H&M is also employing big data and artificial intelligence to customize the merchandising mix of individual stores, in an effort to reduce the massive inventory pile-up that forced markdowns and plagued its first-quarter profits.
This smooth-talking tech-enabled mirror works pretty well, as an H&M employee and several customers demonstrate in the video, and it sweetens the pot with a 20% off coupon. The tech works especially well for iPhone users, who only have to launch their camera to access the QR code, which delivers the discount or a high-resolution selfie designed to resemble a fashion magazine cover.

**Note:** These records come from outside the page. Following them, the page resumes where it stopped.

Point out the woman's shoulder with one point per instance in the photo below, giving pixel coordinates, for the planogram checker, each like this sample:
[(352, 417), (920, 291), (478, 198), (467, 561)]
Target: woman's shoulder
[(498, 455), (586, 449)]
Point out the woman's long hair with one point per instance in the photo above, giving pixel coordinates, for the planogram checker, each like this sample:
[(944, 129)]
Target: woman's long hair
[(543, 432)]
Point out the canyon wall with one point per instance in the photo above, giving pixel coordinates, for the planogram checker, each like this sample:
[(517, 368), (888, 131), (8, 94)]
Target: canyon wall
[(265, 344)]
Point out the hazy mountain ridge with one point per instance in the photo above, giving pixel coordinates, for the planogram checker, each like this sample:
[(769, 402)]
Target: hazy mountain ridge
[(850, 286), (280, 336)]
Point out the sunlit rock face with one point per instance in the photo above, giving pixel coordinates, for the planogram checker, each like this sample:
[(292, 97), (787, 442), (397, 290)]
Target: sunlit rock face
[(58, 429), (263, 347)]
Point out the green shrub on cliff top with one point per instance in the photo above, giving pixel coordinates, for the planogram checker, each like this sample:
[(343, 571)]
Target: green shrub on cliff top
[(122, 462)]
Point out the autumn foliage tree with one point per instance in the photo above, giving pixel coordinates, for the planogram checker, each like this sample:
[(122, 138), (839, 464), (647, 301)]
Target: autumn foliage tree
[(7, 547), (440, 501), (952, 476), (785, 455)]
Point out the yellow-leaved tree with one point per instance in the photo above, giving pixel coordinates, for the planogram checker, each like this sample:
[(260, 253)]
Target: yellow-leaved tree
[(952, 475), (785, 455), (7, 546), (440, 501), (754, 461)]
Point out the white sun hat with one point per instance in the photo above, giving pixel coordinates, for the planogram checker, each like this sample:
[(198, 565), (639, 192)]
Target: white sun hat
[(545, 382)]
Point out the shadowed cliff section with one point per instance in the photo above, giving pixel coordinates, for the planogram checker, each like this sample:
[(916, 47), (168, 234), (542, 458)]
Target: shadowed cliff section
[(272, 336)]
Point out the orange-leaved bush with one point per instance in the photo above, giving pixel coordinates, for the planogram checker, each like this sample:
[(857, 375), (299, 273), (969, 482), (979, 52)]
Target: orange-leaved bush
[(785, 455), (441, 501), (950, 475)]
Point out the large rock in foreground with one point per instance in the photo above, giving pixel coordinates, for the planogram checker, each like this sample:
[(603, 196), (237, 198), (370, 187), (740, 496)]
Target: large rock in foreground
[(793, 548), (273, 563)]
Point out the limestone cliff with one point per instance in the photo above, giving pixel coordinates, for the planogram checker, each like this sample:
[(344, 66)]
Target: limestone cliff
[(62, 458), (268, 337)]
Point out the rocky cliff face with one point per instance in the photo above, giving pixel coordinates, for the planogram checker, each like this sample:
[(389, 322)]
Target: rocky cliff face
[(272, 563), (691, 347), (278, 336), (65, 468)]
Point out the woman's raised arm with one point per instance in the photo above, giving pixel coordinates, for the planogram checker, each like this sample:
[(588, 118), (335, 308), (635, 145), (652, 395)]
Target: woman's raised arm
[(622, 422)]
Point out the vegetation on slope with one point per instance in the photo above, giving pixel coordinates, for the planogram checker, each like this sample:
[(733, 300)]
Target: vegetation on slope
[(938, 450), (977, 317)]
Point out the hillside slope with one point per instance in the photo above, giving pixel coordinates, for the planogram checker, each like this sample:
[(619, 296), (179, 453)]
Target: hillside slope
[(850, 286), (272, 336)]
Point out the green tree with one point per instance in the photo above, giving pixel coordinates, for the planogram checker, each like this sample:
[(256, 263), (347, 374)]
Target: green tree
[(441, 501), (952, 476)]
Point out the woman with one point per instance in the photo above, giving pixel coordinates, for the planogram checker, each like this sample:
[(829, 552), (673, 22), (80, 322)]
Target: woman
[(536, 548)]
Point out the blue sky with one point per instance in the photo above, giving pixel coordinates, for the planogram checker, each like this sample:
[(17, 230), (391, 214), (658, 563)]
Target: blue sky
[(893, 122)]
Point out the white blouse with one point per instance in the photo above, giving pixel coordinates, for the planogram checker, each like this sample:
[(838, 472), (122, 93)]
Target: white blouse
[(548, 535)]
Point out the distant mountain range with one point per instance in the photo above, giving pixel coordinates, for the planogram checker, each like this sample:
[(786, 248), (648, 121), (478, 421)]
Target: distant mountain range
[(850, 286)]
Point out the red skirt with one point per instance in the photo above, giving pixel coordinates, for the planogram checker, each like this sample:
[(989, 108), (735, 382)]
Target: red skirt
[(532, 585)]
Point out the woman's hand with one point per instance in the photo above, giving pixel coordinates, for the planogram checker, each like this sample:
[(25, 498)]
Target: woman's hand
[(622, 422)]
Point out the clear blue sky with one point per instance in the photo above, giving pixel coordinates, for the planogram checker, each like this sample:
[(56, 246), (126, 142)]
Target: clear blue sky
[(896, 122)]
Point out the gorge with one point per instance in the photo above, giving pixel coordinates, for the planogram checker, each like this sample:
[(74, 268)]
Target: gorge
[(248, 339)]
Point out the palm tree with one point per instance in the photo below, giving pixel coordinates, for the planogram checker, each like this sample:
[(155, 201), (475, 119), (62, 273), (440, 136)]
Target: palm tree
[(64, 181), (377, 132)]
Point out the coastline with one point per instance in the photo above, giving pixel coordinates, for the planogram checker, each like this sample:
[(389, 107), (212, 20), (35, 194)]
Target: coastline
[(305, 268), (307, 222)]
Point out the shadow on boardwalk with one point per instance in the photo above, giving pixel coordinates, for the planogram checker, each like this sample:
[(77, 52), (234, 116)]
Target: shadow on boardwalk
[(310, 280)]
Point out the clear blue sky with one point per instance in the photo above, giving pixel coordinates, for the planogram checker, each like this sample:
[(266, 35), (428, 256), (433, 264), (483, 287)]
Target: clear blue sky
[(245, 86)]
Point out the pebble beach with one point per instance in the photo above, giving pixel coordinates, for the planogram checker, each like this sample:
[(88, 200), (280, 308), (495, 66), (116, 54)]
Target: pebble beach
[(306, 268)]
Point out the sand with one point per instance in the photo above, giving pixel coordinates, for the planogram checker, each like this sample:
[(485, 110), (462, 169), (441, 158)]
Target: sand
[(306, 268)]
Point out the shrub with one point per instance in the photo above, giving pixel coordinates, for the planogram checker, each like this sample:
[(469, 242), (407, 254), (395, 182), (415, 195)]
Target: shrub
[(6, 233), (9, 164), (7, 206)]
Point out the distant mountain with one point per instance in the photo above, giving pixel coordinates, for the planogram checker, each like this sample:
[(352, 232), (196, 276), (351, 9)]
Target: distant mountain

There is an emerging demand for digital shopping assistants like this that will help with purchase decisions based on style choice and price, and shoppers increasingly also expect them to handle more mundane tasks like returns and refunds, according to a recent study by Ericsson Consumer and IndustryLab.
But there are expectations around privacy, too. Respondents to Ericsson's survey expressed concerns about how their personal information is used. For now, H&M's mirrors are in stores, not on shoppers' phones, where consumers expect to increasingly find them in the future. Consumers expect AR/VR-technology to bring the benefits of physical stores to their devices, with more than half saying that they'll get more home deliveries of their purchases as a result, Ericsson found.
For now it's mostly fun and a way to draw shoppers into the store, something that H&M is keen on. Despite a go-slow approach to its online operations, H&M's e-commerce sales rose by approximately 20%. But overall sales in the company's top ten markets in the quarter fell 1%, and H&M U.S. sales fell 11% (or 1% in local currency). Total sales for the company's new brands rose by 15%, which has led the fast-fashion retailer to double down on new brand introductions. But analysts worry that it's neglecting its far larger flagship.